Global Education Initiative

By Iain Miller

Education is the linchpin of our society. It allows us to bequeath the knowledge we have obtained in the past and present to the caretakers of our future. Education is a priority not only for the public sector, but for businesses, individuals, and communities, as a sound education pushes innovation, builds a capable and competitive workforce, increases purchasing power and boosts overall productivity. Education on a global level is critical for the economic health and prosperity of all people and all nations. However, many countries still suffer from a lack of resources and opportunities, their educational systems stultified by a vicious cycle of poverty and indifference.
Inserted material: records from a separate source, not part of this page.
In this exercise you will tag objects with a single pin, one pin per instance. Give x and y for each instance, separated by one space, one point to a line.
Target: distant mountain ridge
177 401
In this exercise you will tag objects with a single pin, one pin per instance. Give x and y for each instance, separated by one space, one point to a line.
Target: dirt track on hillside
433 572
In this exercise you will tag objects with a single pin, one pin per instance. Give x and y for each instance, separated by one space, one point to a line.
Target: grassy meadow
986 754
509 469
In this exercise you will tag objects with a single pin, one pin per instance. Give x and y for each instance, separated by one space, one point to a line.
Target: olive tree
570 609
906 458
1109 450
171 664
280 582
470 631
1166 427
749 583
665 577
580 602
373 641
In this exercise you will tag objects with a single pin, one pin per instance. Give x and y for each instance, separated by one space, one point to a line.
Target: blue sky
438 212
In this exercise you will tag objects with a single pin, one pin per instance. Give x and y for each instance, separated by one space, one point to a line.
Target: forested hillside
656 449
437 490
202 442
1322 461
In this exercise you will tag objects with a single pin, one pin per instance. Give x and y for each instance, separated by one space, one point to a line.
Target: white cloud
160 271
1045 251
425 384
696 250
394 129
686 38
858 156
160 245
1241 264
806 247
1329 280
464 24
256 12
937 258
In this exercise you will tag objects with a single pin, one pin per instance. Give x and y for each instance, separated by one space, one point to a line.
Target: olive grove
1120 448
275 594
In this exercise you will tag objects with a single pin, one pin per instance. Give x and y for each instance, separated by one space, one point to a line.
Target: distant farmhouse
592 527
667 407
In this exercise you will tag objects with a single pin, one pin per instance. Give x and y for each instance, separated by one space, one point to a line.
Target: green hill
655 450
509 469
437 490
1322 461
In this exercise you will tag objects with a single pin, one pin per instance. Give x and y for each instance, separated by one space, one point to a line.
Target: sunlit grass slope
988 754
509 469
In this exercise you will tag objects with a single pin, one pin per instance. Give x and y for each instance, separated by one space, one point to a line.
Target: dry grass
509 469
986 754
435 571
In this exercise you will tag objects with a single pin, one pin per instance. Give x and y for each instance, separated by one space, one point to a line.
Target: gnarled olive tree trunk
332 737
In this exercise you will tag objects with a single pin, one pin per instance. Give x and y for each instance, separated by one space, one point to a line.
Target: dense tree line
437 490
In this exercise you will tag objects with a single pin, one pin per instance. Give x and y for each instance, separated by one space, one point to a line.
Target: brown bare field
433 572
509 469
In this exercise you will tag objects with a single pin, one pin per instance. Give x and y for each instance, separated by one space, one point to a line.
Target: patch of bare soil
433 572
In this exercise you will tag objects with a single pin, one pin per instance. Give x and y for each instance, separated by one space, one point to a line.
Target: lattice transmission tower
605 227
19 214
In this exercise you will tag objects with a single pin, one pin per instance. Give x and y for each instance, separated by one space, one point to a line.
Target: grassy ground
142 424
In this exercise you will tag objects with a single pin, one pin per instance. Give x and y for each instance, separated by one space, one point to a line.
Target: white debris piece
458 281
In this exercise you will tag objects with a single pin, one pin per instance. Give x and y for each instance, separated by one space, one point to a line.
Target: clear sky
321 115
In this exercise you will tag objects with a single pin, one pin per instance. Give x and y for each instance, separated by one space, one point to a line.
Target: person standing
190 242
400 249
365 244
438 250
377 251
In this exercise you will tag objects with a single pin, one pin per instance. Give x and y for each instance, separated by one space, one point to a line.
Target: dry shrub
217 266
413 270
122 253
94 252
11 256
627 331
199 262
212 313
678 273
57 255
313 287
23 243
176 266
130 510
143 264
In order to address these issues, the World Economic Forum, founded by German economist and philanthropist Klaus Schwab, established the Global Education Initiative (GEI) in 2003. By combining the efforts of the donor community, the international private sector, and regional and national governments, leaders hope to bring the power of information technology and telecommunications to enhance education in the developing world. In only seven years of existence, the initiative has impacted close to 2 million students and teachers and generated over $100 million in educational aid to Jordan, India, Palestine, Rwanda, and Egypt. As of today, the group has partnered with 40 private sector businesses, 14 governments, and 7 major multinational organizations. Together they have helped raised education awareness in impoverished countries and implemented a number of reform strategies for building a sustainable educational infrastructure.
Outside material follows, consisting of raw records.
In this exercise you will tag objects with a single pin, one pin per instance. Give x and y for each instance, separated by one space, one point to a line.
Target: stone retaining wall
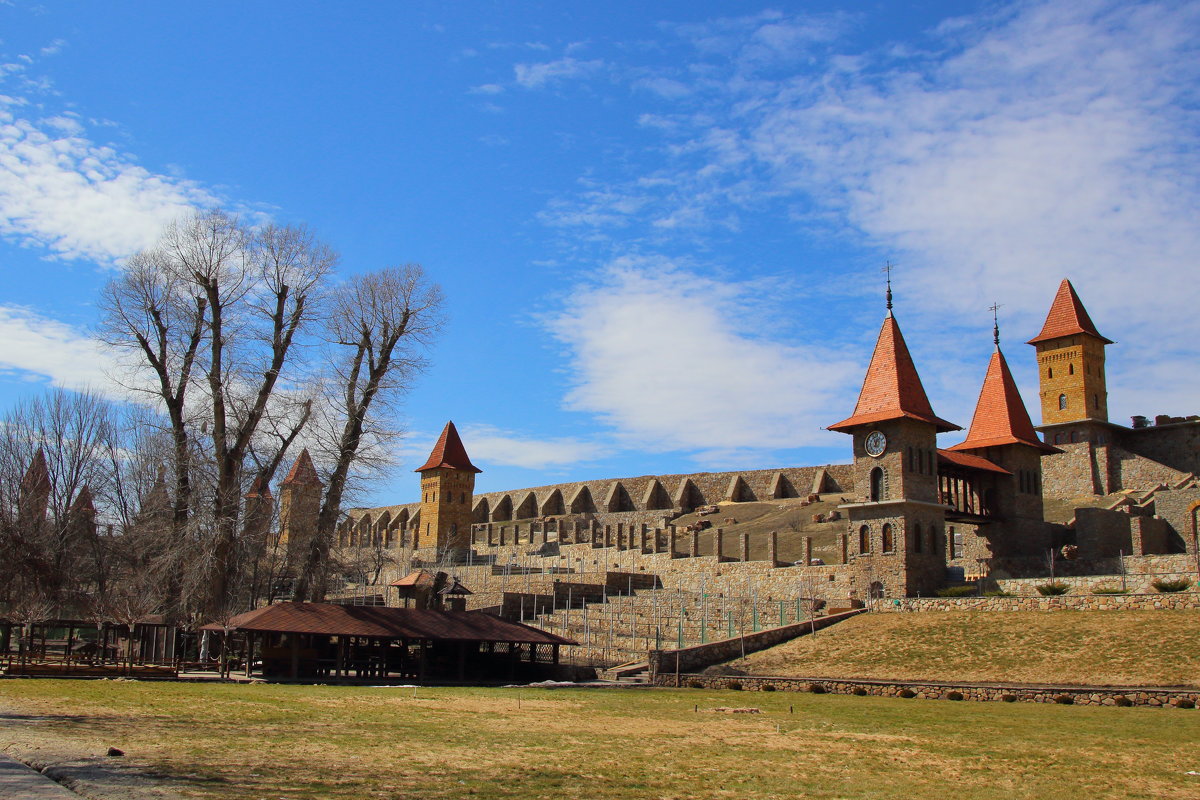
939 691
1176 601
702 655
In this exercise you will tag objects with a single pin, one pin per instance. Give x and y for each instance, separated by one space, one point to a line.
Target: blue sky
659 230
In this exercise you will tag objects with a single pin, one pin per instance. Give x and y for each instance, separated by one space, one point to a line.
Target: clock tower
897 521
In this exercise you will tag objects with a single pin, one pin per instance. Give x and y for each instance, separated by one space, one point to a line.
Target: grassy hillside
301 743
1098 648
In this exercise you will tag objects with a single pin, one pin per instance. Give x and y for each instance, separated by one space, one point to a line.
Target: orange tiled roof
892 389
449 453
1001 417
1067 317
969 462
303 471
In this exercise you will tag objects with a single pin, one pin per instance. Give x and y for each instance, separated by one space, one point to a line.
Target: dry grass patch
1152 648
349 743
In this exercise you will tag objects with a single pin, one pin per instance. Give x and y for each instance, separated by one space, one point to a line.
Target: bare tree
213 313
381 328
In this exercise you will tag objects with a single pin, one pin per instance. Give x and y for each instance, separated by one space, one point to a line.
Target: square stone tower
448 487
1071 362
The Global Education Initiative works by facilitating interaction between disparate organizations toward a single, vested interest. While the social benefits of education are well documented, the group attempts to include the private sector by highlighting the economic potential created through investment into developing countries. For example, by improving the quality and supply of skilled laborers in a region, it can entice business to the area and spur economic growth. Greater global competition results in greater innovation and creates an ecosystem that not only supports the development of relevant skills, but is flexible to the vagaries of a malleable and ever-changing environment. Furthermore, the GEI works to establish and enhance trust between governments, regional communities, and the private sector. This increased interaction creates a foundation for future development and financial partnerships that extend beyond education into other social and economic issues. One such issue is civil rights and equality, as the Global Education Initiative works strenuously to improve the education of women in countries where such practices were long considered taboo. Lastly, through the act of charity the group hopes to achieve greater leverage for future social investment programs in impoverished nations that desperately need assistance, but have previously been unable to receive it due to governmental limitations.

For the future, the Global Education Initiative is set to embark on a process directed at addressing the importance of education. Not only is better education a moral and humanitarian issue, it is also a pragmatic one. Education is a catalyst for economic growth. It sparks the dynamo of innovation. It inspires, enhances, and pushes competition and entrepreneurship at a global level. In fact, in previous years, the Global Education Initiative has launched a number of workshops with the objective of installing Entrepreneurship Education as part of its economic recovery and social development plan. By educating and supporting the next wave of entrepreneurs, the GEI hopes to breed entirely new markets and opportunities not only for global expansion, but to foster the social skills necessary to developing an individual, such as knowledge and social inclusion. While the challenges and obstacles are great, the GEI hopes that through partnership and creativity we can reach young and impressionable minds; pollinating them with the knowledge that will bloom into a brighter future.